Sensitive information is passed around in many locations during the process flow. This document covers the various pieces of data and how they are stored.

Client IDs and Secrets

Communication with the OAuth meeting services (except Sametime) requires an OAuth application to be deployed on the relevant service. The are used only within the web application. They need to be passed in as environment variables when the application loads and are held only in memory while the application runs. There are no endpoints that expose them. They are passed as an Authorization header in server-side HTTP requests to the relevant meeting service and are never exposed to browser clients.

Usernames and Passwords (Not Sametime)

Usernames and passwords are not received or used by any HCL-developed technology in the solution. They are entered only in the OAuth login pages of the relevant meeting services.

Usernames and Passwords (Sametime)

For Sametime, a username and password is entered into a Notes Client UI to initially set up the service. They are not stored, but passed directly to Sametime in an HTTP request (REST service call) running via LotusScript on the Notes Client.

Short-lived Codes for OAuth Tokens

The web application has endpoints to which the OAuth meeting services send a short-lived code. This is extracted from the query string and sent back in a server-side HTTP request (REST service call) to the relevant meeting service. It is not stored in the web application.

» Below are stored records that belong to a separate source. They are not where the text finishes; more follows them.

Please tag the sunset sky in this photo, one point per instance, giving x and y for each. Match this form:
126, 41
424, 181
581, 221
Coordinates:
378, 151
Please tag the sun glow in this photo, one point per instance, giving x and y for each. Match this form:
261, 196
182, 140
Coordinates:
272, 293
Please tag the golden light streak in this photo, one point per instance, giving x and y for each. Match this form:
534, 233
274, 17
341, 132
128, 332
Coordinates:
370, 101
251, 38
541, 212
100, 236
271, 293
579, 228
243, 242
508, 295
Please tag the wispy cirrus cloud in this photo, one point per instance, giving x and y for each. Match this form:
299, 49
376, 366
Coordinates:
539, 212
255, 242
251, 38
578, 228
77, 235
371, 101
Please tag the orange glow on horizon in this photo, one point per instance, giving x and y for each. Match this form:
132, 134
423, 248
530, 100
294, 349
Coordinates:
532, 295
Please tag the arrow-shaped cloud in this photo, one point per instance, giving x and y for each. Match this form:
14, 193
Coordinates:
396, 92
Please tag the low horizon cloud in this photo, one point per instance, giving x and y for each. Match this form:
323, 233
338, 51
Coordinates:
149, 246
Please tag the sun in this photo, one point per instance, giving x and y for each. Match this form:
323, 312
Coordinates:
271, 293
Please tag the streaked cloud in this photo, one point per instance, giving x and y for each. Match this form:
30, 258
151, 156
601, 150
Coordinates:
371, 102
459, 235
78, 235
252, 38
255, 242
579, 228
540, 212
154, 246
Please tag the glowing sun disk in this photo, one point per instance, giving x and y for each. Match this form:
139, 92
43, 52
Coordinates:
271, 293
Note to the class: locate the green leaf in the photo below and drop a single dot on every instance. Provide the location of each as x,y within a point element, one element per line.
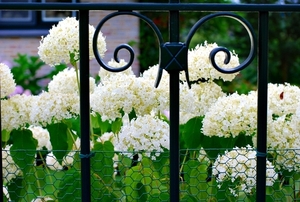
<point>104,126</point>
<point>23,149</point>
<point>74,125</point>
<point>5,135</point>
<point>102,162</point>
<point>192,134</point>
<point>149,178</point>
<point>59,140</point>
<point>36,179</point>
<point>142,193</point>
<point>70,187</point>
<point>163,196</point>
<point>17,189</point>
<point>116,125</point>
<point>195,173</point>
<point>189,198</point>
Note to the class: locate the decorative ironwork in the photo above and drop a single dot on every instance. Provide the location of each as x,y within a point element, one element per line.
<point>173,58</point>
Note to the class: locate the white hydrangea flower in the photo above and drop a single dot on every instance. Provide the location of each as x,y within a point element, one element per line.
<point>63,39</point>
<point>197,100</point>
<point>239,165</point>
<point>68,160</point>
<point>283,142</point>
<point>200,66</point>
<point>53,107</point>
<point>15,112</point>
<point>283,99</point>
<point>42,136</point>
<point>5,193</point>
<point>145,134</point>
<point>7,82</point>
<point>231,115</point>
<point>103,73</point>
<point>123,92</point>
<point>52,162</point>
<point>10,170</point>
<point>162,91</point>
<point>65,82</point>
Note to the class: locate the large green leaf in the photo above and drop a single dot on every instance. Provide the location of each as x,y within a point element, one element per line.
<point>102,162</point>
<point>192,134</point>
<point>195,174</point>
<point>5,135</point>
<point>59,140</point>
<point>138,175</point>
<point>17,189</point>
<point>36,179</point>
<point>70,187</point>
<point>23,150</point>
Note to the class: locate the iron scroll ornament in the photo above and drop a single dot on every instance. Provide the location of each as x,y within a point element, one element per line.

Access Tokens and Refresh Tokens

Web Application

When the web application sends a server-side HTTP request with the short-lived code, the response contains an Authorization token and Refresh token. They are stored temporarily in the user session and printed to the browser. There are no persistent sessions in the web application, so the tokens are not stored beyond the life of the request.

When HCL Notes Client sends a LotusScript HTTP request to the web application to refresh the tokens, it receives the refresh token in the HTTP request’s Authorization header, extracts it and sends it in an HTTP request’s Authorization header to the relevant OAuth meeting service. The response contains an Authorization token and Refresh token and other metadata, which is echoed back to the user without modification. There are no persistent sessions in the web application, so the tokens are not stored beyond the life of the request.

Web Browser

The web application renders a web page with a refresh token, if returned by the current valid OAuth dance. If the OAuth dance fails, no token is displayed.

Notes Client

Authorization and Refresh token are stored in the meeting credentials. This is not stored encrypted. The Authorization token is only valid for a short time (usually one hour following a successful authentication / refresh). The Refresh token can only be used by sending to the web application. Domino security handles access to the mail database. Further restrictions could be applied, but the right approach will depend on what is needed to support delegated access to mail databases.

When the Notes Client creates / updates / deletes an online meeting, the HTTP request is sent via LotusScript from the client. So the Notes Client is the only application where the Authorization token is used.

Where the service offers more than just meeting functionality (e.g. Teams) the token scopes are restricted to CRUD operations on meetings.